Kitei: But then they do psychosomatic research, personality disorders.... Beth Unger’s [name] has been on the studies that do this.  Or they do an exercise study, and instead of doing a two-day test—because it takes two days to see the problems in the recovery period—they only do a one-day test because they say it’s too hard on the patients. But patients are willing to do this.

Lipkin:  I’ve had physicians say they can’t get a rectal swab because it’s too painful for patients. 

Kitei:  There are plenty of patients who would be willing to do it.

Lipkin: There are all kinds of things people will say, and I don’t want to fight with you. 

Kitei:  No, no. I don’t want to fight with you either.

Lipkin:  I’m fighting for you.  What I do want you to appreciate though, is that our enemy is not that the people we’re talking about. It just isn't.  These people, we may disagree with them, we may think that their strategies are insufficient, we may want to do things differently but none of the people whom you mentioned think it’s a psychosomatic illness or think it’s overstated.  That’s just not who they are.  I know these people.  I’ve worked with them for years…. Beth Unger was desperate for me to be involved in these conference calls, and she was very happy to hear about cytokine abnormalities, and she would like to do more work on genetic responses and so on, all of this she’s interested in doing. She’s interested in a biological solution. 

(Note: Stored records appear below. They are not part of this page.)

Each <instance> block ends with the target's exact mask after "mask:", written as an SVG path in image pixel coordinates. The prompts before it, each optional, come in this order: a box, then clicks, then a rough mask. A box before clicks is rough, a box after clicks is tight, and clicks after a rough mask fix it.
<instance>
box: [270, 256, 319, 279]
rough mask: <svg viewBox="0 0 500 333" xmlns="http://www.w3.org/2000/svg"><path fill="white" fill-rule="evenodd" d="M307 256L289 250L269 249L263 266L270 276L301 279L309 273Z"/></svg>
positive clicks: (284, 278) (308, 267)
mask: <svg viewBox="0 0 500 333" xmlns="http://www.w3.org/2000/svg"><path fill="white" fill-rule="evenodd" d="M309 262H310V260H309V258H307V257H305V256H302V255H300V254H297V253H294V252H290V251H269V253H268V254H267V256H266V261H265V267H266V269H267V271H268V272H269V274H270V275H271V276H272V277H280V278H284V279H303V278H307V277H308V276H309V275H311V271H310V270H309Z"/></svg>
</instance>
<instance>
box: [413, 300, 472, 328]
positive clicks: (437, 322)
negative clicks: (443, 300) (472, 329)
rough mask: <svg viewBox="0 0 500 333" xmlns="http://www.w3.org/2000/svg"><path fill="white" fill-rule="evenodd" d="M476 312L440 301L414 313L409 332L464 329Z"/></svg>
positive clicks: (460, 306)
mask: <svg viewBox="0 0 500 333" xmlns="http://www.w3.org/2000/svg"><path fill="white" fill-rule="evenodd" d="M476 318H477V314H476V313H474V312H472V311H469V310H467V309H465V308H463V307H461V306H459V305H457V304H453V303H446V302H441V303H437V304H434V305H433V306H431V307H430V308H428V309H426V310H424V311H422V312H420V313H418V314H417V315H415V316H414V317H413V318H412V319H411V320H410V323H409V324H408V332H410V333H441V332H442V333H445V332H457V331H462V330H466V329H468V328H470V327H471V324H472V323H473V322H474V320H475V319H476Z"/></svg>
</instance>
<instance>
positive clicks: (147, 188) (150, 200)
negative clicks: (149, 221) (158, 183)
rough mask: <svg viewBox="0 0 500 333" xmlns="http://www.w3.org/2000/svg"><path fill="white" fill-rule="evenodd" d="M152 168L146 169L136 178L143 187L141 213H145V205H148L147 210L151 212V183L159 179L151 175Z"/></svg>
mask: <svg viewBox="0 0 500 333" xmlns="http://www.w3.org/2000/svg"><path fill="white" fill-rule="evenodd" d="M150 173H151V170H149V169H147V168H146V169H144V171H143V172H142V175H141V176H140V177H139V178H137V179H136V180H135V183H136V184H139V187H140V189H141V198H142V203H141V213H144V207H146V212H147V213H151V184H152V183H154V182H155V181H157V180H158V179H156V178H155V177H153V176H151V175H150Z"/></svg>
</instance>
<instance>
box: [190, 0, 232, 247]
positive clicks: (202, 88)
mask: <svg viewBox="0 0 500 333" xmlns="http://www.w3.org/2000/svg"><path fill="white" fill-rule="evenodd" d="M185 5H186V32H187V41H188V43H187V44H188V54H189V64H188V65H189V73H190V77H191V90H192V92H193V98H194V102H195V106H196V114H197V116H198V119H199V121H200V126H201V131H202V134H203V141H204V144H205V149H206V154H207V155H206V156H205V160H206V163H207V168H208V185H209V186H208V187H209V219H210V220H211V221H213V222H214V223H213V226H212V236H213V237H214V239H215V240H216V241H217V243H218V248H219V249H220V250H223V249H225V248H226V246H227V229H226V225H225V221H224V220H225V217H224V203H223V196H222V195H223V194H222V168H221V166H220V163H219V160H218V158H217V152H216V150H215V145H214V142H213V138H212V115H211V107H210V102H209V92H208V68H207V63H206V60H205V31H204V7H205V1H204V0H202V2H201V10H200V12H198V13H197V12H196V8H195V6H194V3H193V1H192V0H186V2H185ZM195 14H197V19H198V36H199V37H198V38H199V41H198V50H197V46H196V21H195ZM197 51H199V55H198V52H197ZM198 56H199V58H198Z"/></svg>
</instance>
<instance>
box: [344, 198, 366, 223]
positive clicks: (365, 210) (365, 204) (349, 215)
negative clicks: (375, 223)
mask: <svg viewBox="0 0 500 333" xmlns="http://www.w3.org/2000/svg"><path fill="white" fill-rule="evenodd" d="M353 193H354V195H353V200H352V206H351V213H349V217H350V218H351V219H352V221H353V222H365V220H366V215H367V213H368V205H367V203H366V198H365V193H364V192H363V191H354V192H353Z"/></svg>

Kitei:  We’ll agree to disagree on that.  How can people donate to our research?

Lipkin:  We are eager to move as rapidly as possible.  We will be as frugal as we can be.  We deserve the same kind of work that I do for the Saudi government, trying to figure out the origin of MERS or anything else.  I want to be working for [patients]. And the problem we have at present is that I’ve gone as far as I can go before the institution says, look you can’t pay your bills.  That’s where we are at present.  I need to be able to pay for the work….

There are some people who have herpes virus infections.  We can define those, we can detect those.  Those people should be diagnosed because they can be treated now.  The same thing is true with Borrelia infections.  We’ve created a series of multiplex assays to detect those infections…. And those people can be treated, and maybe that takes care of 10 percent of people.  We need to deal with the other 90 percent.  And that’s why we need to look for other sources of infection, other ways in which things get triggered.  And it’s going to be a wide range of things.  Some people it’s going to be infectious, some people it’s going to be toxic, some people it’s going to be hit and run.  All of these things need to be understood, dissected, addressed, and we will chip away slowly at the problem. This is like cancer…. Some people need radiation.  Some people need this drug, or that drug or the other drug....  It has to be personalized medicine.

Kitei:  But how do you know that yet?   There might be a common-denomination pathogen, like what hit Incline Village and Lyndonville, New York, when all those people came down with it.

Lipkin:  I wish I could get samples from either of those outbreaks.  I can’t.  They don’t exist.  We’ve been asking for them for years.

Kitei:  [Dr. Daniel] Peterson doesn’t have them?

Lipkin:  He’s sending us some materials.  Maybe we will find something.  There’s some mantle cell lymphoma. He’s got very few samples, because most of it went to WPI [Whittemore-Peterson Institute], and they refuse to return it to him. Believe me, we are doing everything we can.  It’s an incredibly depressing, humbling experience. It’s so much more difficult than 99 percent of what I do day-to-day.



A Clarification by Dr. Lipkin Concerning Osler’s Web by Hillary Johnson:


On occasion during this interview, Ms. Kitei brought up the book Osler’s Web by Hillary Johnson.  I wish to make clear that I never meant to imply that any quotations in that book, of statements by government scientists or any other sources, were inaccurate.  As I mentioned in the interview, I have not read the book.  And I do not have any reason to believe that Ms. Johnson misquoted anyone.  If anything I said in the interview could be construed to have made such a suggestion, that was not at all my intention.